From what the article says, the Ministry of Information Industry's grand reorg of the Chinese telecommunications services sector — reallocating mobile licenses and consolidating weak operations with strong ones — seems to be having the desired effect. Competition is intensifying and firms are investing heavily in rolling out 3G infrastructure, both depressing profits.
In the reorg, China Telecom inherited the 2G CDMA operations run by Great Wall (a People’s Liberation Army affiliate) that became part of China Unicom.
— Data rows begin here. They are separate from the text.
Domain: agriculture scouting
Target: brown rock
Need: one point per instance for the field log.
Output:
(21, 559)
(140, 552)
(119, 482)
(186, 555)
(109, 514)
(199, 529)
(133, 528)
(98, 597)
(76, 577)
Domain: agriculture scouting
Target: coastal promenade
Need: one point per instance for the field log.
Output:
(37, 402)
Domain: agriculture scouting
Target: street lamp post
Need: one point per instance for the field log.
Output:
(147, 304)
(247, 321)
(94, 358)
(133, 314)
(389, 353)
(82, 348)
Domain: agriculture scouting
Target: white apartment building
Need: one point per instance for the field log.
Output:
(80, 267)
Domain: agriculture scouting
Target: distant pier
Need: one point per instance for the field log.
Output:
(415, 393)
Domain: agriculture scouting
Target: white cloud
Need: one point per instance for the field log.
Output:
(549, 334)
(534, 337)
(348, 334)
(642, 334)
CT has been rolling out EV-DO, but many assumed that with its US technology it would be at a disadvantage compared to China Unicom (with GSM/W-CDMA) and China Mobile (the dominant carrier, using China’s home-grown TD-SCDMA).
However, the FT says that China Telecom has the highest growth of the carriers, jumping from 28m to 44m subscribers. (By comparison, China Mobile has 500m). To quote FT:
Analysts say China Telecom has established itself as the best run of the three telecoms operators.The article credits the company’s research lab (China Telecom Shanghai Research Institute), and a company-wide innovation initiative that encourages workers to be more innovative in developing and packaging mobile services. The company runs an annual internal innovation contest, while engineers are sent to the provinces to work with regional marketing reps to understand the market.
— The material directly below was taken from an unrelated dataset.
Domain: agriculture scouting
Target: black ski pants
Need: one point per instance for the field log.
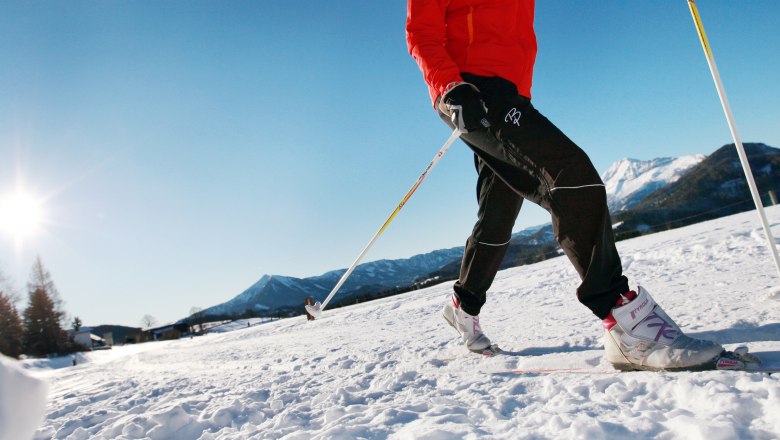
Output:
(523, 156)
“They are much more of a pragmatic, commercial animal than the political animal of China Unicom,” says Duncan Clark, chairman of BDA, a telecoms consultancy in Beijing.
Obviously it will be a while before China Telecom threatens China Unicom (142 million subscribers), and it seems unlikely to directly challenge China Mobile. Still, Qualcomm (and the global cdma2000 ecosystem) are fortunate to have drawn such an innovative ally in the world’s largest mobile market.